Yes, disobedience and rebellion have deep roots in our hearts. But could it also be that we have not yet recognized the immense power and practicality of Christ for our moment-by-moment lives? That our vision of the new life with God is lacking, and as a result we Christians and churches are largely powerless?
What we need is two-fold: We need a fresh vision of Christ and our life in him (discipleship), and we need the practical habits to develop new behaviors and rhythms of life in the church.
To grow in increasing conformity to Christ, we need to embrace new rhythms of life. We need new habits.
As many researchers have shown, we can only develop new behaviors through the repetition of practices that reinforce that behavior. To be a great musician, time must be spent studying sheet music and practicing chords. Often, a mentor is needed to make the most of practice—and a supportive community to provide encouragement and accountability.
So what rhythms will best cultivate discipleship in Jesus? What habits must we embrace in our personal and congregational lives to spur one another toward conformity to Christ?
The four discipleship rhythms are: Fellowship, Scripture, Prayer, and Hospitality.

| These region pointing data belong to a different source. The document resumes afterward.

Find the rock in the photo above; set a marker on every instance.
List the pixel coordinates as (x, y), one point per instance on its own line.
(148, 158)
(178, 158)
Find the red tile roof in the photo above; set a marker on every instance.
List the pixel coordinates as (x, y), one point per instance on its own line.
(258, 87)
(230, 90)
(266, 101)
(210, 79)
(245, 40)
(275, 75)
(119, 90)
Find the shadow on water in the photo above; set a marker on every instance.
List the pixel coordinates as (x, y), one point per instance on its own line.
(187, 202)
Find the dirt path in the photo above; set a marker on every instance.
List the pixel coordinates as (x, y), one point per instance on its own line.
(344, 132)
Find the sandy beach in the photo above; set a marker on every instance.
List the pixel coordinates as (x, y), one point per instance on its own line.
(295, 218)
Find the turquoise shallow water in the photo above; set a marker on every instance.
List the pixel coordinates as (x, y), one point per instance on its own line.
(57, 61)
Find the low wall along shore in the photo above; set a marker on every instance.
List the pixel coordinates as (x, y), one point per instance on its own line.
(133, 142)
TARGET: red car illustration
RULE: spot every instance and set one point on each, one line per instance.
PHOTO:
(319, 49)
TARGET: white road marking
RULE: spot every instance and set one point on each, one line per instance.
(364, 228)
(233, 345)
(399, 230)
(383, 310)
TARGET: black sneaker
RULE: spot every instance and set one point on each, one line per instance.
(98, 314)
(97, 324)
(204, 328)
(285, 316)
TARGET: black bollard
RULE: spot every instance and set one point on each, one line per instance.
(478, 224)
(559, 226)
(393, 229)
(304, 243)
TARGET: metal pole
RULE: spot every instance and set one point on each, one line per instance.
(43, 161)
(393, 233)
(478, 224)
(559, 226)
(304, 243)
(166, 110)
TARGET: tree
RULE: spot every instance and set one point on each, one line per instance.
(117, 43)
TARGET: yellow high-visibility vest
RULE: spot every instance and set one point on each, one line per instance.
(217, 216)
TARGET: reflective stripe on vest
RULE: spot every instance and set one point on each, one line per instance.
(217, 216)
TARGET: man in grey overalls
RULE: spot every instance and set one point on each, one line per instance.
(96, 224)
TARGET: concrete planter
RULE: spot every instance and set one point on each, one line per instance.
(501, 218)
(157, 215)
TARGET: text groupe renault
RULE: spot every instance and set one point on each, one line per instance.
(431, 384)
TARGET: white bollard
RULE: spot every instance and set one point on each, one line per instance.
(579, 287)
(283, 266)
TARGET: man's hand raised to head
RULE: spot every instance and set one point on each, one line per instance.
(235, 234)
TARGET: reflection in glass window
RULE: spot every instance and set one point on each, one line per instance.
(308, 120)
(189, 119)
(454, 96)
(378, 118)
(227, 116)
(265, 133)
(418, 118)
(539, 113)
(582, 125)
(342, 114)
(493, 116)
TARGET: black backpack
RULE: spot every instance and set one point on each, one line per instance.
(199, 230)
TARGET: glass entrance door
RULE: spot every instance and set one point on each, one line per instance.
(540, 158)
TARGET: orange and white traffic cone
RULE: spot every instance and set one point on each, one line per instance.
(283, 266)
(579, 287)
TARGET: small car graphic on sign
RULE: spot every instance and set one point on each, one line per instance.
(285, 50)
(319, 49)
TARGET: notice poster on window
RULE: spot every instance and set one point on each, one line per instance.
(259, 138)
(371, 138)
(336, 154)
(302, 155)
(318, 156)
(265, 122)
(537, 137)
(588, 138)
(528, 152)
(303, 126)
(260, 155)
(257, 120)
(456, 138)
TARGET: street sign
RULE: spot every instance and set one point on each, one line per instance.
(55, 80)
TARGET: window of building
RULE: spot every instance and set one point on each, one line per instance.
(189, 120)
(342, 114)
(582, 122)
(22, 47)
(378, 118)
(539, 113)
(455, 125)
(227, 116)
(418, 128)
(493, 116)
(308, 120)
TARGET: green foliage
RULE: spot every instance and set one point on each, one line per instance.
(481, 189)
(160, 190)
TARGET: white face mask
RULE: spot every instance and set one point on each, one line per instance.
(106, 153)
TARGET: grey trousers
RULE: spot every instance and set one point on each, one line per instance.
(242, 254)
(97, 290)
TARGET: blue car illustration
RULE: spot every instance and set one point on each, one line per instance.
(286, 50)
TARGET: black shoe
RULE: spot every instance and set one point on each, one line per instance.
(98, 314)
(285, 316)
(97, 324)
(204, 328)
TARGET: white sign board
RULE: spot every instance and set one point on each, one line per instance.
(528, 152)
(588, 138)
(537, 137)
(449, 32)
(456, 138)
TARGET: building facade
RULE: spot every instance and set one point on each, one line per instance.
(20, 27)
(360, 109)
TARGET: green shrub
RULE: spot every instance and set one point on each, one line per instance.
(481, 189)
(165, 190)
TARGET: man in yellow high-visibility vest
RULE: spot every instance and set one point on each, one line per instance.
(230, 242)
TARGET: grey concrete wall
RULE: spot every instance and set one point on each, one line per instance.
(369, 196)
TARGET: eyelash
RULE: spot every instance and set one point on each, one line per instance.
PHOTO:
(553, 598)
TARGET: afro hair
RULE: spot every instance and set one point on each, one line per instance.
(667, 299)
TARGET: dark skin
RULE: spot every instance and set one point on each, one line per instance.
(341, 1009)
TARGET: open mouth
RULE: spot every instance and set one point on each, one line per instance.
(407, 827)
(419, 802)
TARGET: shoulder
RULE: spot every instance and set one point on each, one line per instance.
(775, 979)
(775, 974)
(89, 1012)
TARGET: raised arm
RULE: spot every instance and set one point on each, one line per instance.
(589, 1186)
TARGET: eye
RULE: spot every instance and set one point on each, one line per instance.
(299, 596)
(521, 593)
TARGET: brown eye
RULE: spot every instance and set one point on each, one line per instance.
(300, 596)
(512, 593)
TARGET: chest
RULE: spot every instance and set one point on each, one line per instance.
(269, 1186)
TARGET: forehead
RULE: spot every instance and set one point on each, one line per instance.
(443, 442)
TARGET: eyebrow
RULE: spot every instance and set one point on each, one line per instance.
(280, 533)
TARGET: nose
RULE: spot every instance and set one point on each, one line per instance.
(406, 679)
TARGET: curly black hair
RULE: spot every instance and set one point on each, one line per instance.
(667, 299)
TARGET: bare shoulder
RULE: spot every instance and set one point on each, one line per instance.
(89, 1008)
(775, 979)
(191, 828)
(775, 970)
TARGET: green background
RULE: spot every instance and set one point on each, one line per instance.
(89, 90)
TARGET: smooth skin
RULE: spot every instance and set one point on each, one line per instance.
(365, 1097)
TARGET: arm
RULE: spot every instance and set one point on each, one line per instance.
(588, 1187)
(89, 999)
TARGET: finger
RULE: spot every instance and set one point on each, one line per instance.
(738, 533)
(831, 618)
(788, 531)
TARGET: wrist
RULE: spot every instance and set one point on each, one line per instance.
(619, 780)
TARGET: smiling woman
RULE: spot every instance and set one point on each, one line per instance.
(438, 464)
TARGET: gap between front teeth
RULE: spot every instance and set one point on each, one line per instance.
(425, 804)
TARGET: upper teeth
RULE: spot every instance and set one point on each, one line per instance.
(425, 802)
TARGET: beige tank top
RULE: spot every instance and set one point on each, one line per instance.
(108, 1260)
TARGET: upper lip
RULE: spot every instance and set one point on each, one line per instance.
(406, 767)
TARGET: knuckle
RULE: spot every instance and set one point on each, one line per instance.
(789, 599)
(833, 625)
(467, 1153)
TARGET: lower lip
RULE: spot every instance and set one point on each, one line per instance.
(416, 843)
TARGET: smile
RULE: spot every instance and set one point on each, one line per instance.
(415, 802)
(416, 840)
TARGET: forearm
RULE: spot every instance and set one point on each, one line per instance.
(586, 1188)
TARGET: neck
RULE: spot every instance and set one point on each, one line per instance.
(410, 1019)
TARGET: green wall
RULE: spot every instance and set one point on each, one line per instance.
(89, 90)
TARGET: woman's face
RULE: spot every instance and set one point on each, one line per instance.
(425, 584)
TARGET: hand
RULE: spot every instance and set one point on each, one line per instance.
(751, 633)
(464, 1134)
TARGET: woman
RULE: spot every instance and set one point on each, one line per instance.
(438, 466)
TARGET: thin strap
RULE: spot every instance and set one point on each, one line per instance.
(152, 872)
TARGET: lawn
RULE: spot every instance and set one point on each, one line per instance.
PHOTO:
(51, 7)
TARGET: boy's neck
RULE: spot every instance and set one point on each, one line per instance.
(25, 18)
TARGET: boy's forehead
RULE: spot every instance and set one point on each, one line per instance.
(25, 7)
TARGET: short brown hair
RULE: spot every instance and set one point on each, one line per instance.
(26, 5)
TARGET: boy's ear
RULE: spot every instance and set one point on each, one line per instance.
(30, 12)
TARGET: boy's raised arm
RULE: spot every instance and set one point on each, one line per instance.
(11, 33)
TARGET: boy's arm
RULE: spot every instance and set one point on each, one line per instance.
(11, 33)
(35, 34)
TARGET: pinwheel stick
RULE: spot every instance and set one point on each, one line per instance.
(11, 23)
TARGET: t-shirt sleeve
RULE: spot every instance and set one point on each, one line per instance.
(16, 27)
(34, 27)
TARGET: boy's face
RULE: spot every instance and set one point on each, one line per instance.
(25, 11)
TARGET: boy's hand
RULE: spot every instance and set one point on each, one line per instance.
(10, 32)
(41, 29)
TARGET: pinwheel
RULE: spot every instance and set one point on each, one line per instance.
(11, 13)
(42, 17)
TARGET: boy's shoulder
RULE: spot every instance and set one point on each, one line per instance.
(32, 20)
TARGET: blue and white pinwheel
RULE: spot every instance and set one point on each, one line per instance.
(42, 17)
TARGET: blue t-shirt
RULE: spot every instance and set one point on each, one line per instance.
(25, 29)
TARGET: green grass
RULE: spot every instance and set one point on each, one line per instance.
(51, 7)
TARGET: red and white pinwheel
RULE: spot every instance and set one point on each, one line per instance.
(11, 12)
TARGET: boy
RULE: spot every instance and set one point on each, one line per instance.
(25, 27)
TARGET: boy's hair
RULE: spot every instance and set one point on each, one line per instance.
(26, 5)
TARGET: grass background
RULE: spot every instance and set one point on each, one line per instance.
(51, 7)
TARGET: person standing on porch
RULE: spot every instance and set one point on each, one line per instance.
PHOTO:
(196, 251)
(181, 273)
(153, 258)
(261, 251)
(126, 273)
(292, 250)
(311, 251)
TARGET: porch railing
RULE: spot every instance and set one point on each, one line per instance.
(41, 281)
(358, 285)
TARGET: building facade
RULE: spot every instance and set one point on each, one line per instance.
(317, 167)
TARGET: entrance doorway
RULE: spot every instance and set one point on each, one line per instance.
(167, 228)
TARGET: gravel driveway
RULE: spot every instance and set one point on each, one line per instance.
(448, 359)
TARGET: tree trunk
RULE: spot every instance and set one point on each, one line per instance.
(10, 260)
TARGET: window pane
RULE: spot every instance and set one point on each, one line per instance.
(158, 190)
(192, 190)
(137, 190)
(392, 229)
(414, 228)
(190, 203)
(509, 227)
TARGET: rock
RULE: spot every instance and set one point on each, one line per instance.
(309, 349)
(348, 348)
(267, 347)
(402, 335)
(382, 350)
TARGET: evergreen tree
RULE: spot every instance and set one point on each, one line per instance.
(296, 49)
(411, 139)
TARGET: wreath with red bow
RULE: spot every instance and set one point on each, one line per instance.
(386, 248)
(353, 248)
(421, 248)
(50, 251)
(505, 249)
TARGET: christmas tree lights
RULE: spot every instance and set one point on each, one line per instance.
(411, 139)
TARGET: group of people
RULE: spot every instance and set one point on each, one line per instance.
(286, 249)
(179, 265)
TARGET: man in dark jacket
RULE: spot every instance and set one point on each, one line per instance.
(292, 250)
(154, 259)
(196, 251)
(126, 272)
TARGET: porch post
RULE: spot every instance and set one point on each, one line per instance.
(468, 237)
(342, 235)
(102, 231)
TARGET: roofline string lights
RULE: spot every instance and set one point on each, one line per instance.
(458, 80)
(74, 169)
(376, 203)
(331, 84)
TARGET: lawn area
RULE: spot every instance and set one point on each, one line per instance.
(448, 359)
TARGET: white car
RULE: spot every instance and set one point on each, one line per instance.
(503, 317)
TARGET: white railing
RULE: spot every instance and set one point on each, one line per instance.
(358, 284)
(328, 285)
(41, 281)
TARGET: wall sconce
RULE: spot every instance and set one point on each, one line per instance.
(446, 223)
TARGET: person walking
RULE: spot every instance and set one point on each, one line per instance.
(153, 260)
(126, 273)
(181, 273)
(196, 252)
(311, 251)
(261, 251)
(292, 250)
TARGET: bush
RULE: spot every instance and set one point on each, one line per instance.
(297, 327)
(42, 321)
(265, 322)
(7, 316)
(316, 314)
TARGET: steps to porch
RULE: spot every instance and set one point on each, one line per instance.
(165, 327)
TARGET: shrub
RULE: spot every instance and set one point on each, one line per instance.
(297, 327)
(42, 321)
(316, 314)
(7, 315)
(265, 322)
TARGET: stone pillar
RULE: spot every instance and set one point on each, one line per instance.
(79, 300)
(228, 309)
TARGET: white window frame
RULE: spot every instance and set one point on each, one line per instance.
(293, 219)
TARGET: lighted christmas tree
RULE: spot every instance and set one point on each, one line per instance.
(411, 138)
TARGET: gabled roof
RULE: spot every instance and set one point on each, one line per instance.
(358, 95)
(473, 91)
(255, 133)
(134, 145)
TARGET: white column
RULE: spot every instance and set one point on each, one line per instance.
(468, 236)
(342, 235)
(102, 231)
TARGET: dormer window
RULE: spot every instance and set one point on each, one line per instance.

To put it another way, to grow in Christ, we embrace the habits of
(1) Doing life together,
(2) Applying the Scriptures,
(3) Meeting with God in prayer, and
(4) Creating space for outsiders.
Remember, we can only grow as Jesus shaped disciples in community. We can’t do this alone. We have been created in the image of a Trinitarian God—he has eternally existed in community. To be fully alive then, we must pursue Christ in the context of committed relationships.
At Sojourn East, we’re starting a shared journey this year to encourage one another in Christ and embrace these new habits as a community. Wherever you are, in your friendships, your small group, your ministry, or your church: What does it look like to embrace Jesus’s way of discipleship—these discipleship rhythms—in the context of relationships?
It’s the most important and profound of all journeys, and it’s the simplest.
To quote Willard again, The really good news for humanity is that Jesus is now taking students in the master class of life.